Because our scanning team is based within the British Library's newspaper storage facilities, we have extensive access to the collection. One benefit of being able to access the original bound volumes of newspapers and periodicals is that, unlike many other newspaper digitisation projects, we have been able to scan some of the rarest and most fragile newspapers in the collection. We have even scanned single pages more than two feet wide! As well as scanning from the original paper volumes, we also make use of the library's extensive microfilm collection to bring you more pages as quickly as we can.
Investment in processes and equipment = high quality images
We've made a significant investment in state of the art scanning equipment, including 5 huge A0 (allowing us to scan pages up to a square metre, or just over a square yard, in size) colour scanners.
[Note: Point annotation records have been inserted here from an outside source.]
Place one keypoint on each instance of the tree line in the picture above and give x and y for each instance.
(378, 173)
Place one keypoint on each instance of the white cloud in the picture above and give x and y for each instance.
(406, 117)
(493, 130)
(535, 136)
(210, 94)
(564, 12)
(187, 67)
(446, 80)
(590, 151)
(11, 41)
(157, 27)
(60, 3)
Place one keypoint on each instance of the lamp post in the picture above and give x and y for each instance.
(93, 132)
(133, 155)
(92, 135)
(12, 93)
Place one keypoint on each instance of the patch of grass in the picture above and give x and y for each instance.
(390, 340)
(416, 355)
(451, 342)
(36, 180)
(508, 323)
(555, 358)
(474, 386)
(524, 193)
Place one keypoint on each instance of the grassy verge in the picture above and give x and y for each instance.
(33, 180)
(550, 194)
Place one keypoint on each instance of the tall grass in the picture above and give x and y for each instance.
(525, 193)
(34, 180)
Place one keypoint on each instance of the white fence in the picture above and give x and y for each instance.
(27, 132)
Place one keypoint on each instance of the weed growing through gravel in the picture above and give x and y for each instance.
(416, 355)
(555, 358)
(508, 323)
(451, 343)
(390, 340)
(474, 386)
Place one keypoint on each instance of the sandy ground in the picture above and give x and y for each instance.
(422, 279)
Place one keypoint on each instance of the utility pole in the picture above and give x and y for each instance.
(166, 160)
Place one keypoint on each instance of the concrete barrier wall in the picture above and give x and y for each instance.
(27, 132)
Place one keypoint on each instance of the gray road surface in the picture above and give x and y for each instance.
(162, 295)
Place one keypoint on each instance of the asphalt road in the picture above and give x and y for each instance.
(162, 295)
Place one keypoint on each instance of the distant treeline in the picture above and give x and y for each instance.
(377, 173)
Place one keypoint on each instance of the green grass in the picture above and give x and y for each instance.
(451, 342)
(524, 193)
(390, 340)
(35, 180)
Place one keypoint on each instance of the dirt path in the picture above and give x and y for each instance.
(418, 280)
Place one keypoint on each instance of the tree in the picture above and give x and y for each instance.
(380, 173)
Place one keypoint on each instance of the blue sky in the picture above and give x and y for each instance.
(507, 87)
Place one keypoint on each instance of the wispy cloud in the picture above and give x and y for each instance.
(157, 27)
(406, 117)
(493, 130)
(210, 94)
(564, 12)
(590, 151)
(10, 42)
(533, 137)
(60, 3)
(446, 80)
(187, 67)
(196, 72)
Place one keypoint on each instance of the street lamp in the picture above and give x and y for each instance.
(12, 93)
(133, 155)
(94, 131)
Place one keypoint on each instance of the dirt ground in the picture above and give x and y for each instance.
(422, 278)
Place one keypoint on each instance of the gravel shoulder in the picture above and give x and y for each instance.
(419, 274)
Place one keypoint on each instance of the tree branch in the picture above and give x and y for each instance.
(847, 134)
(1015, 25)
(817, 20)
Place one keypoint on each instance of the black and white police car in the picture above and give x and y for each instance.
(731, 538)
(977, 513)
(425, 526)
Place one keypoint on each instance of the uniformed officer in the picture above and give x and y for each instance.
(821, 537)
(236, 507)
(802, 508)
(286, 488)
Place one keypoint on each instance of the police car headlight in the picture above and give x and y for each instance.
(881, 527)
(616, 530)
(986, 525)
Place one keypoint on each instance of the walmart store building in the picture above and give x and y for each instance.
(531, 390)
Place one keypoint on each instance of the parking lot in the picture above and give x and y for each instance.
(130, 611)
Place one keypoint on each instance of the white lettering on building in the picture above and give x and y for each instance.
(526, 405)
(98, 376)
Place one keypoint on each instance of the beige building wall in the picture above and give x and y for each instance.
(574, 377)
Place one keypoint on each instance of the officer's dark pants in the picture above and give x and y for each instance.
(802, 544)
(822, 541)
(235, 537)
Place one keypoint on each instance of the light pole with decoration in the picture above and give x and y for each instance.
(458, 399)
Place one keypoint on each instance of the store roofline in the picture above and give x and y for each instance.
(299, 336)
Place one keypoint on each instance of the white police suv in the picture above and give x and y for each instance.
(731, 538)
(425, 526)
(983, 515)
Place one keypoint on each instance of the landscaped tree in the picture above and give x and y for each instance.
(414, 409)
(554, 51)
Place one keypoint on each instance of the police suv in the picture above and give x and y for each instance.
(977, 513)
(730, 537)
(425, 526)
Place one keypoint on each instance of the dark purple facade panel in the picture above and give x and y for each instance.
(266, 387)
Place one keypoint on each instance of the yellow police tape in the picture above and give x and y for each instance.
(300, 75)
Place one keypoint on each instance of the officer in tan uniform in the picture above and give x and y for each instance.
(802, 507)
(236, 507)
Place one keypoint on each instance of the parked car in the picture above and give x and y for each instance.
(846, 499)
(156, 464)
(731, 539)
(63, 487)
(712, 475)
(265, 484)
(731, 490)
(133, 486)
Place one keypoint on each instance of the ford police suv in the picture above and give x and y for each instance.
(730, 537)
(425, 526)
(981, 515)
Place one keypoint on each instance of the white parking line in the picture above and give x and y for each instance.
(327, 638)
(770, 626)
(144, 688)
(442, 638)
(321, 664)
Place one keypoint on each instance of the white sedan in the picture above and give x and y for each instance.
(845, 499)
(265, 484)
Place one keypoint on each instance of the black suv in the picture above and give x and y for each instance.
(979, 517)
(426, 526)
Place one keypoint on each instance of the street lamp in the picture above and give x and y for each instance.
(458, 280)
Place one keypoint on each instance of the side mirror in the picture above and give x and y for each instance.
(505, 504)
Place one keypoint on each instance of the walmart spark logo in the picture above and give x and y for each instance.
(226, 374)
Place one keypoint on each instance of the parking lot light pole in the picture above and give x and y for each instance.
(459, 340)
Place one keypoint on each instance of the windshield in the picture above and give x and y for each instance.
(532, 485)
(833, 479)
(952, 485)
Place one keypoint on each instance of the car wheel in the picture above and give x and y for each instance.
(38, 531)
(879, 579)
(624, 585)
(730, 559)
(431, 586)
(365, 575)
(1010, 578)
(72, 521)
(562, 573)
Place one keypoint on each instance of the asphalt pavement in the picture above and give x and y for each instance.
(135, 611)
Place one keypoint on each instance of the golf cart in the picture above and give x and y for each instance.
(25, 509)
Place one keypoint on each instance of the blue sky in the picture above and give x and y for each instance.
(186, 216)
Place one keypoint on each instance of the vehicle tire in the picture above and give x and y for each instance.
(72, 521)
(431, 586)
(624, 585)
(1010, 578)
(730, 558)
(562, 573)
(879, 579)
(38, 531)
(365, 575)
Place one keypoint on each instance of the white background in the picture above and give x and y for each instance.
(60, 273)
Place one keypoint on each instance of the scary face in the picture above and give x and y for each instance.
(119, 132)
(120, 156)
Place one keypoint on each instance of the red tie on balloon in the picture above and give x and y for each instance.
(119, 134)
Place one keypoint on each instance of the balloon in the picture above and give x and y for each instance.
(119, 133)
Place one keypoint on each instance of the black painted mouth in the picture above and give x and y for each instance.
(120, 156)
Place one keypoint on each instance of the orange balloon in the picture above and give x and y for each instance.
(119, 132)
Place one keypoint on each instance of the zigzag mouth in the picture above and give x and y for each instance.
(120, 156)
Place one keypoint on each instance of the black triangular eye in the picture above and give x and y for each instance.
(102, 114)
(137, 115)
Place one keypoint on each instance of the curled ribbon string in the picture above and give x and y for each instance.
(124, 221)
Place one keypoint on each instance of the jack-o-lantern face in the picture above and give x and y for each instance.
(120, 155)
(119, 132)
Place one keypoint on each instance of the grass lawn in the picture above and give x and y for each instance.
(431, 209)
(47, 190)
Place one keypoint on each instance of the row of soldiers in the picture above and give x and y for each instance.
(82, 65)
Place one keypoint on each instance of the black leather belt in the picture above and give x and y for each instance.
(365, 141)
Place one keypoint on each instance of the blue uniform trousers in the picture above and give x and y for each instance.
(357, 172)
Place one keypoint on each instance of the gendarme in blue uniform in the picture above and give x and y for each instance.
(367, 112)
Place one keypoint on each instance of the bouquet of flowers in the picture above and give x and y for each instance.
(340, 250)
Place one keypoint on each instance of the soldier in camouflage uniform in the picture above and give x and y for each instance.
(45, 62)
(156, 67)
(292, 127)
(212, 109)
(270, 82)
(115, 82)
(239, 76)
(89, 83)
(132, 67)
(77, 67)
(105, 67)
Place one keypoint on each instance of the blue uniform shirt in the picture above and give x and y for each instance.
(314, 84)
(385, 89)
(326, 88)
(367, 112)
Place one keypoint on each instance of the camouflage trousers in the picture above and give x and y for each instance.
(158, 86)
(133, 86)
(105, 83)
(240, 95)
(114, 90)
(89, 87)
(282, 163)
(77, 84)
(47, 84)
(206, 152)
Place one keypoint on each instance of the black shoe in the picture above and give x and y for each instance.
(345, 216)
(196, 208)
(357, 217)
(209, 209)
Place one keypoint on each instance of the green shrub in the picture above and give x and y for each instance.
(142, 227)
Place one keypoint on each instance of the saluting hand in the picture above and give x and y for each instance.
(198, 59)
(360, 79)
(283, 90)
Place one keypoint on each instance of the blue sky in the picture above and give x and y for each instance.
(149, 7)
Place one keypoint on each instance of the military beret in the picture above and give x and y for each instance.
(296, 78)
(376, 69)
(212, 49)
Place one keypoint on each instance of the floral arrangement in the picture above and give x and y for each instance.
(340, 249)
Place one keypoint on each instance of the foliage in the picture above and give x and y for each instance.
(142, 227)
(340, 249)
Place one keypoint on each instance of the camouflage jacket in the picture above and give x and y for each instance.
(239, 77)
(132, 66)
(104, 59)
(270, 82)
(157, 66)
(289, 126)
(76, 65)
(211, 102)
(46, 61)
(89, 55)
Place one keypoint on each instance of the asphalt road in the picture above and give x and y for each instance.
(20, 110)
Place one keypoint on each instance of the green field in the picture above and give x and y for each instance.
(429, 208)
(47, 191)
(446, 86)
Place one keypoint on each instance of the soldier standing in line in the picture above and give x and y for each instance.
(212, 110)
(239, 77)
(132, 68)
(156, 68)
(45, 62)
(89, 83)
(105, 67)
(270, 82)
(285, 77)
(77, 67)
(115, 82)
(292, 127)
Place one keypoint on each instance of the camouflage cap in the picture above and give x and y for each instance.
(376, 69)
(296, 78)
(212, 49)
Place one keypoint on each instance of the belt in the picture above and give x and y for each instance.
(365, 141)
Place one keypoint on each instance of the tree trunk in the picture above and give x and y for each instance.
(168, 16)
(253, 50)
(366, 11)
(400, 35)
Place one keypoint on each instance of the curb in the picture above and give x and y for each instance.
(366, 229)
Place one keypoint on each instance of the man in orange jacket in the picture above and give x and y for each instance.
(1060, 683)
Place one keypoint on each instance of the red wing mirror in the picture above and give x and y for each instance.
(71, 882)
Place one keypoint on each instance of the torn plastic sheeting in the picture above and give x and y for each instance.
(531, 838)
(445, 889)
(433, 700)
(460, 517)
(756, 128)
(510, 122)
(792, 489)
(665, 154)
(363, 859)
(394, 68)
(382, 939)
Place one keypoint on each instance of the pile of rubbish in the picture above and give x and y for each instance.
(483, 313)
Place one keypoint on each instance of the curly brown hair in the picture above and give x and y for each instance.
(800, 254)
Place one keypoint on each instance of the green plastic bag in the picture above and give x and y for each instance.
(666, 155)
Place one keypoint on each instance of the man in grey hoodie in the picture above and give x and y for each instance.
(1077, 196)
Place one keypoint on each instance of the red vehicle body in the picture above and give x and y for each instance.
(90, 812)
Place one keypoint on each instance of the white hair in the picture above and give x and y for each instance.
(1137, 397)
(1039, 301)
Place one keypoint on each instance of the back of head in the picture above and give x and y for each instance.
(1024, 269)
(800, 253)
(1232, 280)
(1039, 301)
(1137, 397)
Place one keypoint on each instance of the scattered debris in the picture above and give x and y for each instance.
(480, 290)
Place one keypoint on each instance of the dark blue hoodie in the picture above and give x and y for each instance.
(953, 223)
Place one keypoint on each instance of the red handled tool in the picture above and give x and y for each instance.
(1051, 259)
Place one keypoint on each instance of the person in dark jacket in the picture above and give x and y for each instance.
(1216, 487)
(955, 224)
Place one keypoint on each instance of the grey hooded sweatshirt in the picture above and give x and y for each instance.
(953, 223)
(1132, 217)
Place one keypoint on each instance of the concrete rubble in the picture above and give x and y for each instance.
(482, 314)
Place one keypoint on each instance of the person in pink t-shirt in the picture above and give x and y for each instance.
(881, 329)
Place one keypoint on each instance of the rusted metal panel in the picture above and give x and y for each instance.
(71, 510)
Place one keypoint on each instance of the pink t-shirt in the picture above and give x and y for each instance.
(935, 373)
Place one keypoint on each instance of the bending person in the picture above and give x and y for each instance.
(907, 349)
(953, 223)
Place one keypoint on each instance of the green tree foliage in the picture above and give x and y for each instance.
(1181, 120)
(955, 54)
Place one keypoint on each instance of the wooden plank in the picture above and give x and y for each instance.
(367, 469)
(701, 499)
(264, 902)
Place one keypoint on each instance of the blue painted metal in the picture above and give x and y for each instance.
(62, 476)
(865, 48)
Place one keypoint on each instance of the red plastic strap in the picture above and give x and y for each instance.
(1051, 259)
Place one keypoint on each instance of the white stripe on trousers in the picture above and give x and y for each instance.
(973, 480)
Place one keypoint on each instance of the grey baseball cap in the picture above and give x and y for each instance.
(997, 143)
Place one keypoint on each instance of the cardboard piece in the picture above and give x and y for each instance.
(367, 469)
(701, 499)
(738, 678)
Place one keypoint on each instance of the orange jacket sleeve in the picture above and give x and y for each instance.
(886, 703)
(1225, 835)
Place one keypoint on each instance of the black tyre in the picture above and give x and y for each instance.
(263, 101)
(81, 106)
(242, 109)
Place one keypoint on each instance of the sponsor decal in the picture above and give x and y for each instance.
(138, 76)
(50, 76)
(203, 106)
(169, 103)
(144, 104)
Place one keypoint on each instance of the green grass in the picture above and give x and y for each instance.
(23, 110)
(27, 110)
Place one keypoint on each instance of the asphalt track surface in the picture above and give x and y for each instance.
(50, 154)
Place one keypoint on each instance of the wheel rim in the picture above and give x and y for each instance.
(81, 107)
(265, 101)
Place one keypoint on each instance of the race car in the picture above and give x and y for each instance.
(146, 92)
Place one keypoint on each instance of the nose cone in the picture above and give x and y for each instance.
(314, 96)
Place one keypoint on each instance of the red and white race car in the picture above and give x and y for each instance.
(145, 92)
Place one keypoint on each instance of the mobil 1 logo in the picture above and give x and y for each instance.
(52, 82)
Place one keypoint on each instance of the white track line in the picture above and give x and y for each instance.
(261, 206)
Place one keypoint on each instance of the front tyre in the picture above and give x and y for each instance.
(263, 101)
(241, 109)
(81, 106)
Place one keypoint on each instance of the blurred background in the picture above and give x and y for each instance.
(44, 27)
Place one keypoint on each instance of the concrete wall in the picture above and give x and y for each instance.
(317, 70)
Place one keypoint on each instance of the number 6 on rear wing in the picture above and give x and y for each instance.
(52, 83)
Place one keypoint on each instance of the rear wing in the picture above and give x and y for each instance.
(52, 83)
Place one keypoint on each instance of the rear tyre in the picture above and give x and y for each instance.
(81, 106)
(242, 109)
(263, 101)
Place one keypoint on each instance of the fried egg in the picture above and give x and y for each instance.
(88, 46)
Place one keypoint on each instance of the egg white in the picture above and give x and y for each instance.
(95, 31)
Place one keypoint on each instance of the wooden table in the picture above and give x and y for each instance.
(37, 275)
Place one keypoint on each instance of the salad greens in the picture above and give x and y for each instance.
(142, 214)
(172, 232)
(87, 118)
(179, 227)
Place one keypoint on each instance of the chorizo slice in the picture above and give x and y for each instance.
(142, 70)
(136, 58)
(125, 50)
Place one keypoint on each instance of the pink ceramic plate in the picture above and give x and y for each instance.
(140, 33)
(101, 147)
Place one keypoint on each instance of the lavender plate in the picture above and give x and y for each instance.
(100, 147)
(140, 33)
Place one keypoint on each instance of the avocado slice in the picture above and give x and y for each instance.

This means that whether we are working from the original paper or microfilm, our digital images are of incredibly high quality. We've also spent a lot of time in the past few years making our scanning process as efficient as possible, with frequent quality checkpoints throughout the whole process. This not only makes us faster, but it also means that we don't have to go back and rescan pages later.
Creating a searchable index of millions of newspaper pages
Once we have scanned the newspaper pages in Yorkshire, England, the images are moved to our operations centre in Dundee, Scotland. Here we use Optical Character Recognition (OCR) technology to "read" the pages and create a text version of what is on the page. This technology is developing all the time, and although it is far from perfect, we are constantly refining it to make sure that we can build as accurate an index of what is within the pages as we can.
Once we have built a text index for each of the pages, this information is fed into our search system, allowing you to search billions of words within seconds. This is also the point at which the individual pages are assembled into individual newspapers, and then into entire year runs of newspapers, and the extra information about where and when the newspapers were published is added to the search system. We then break the images for each page down into a series of smaller images - this is so that we can offer a very fast "zooming" facility within the website, allowing you to zoom in and out of pages within seconds. After final quality checks, we can now publish the new pages online.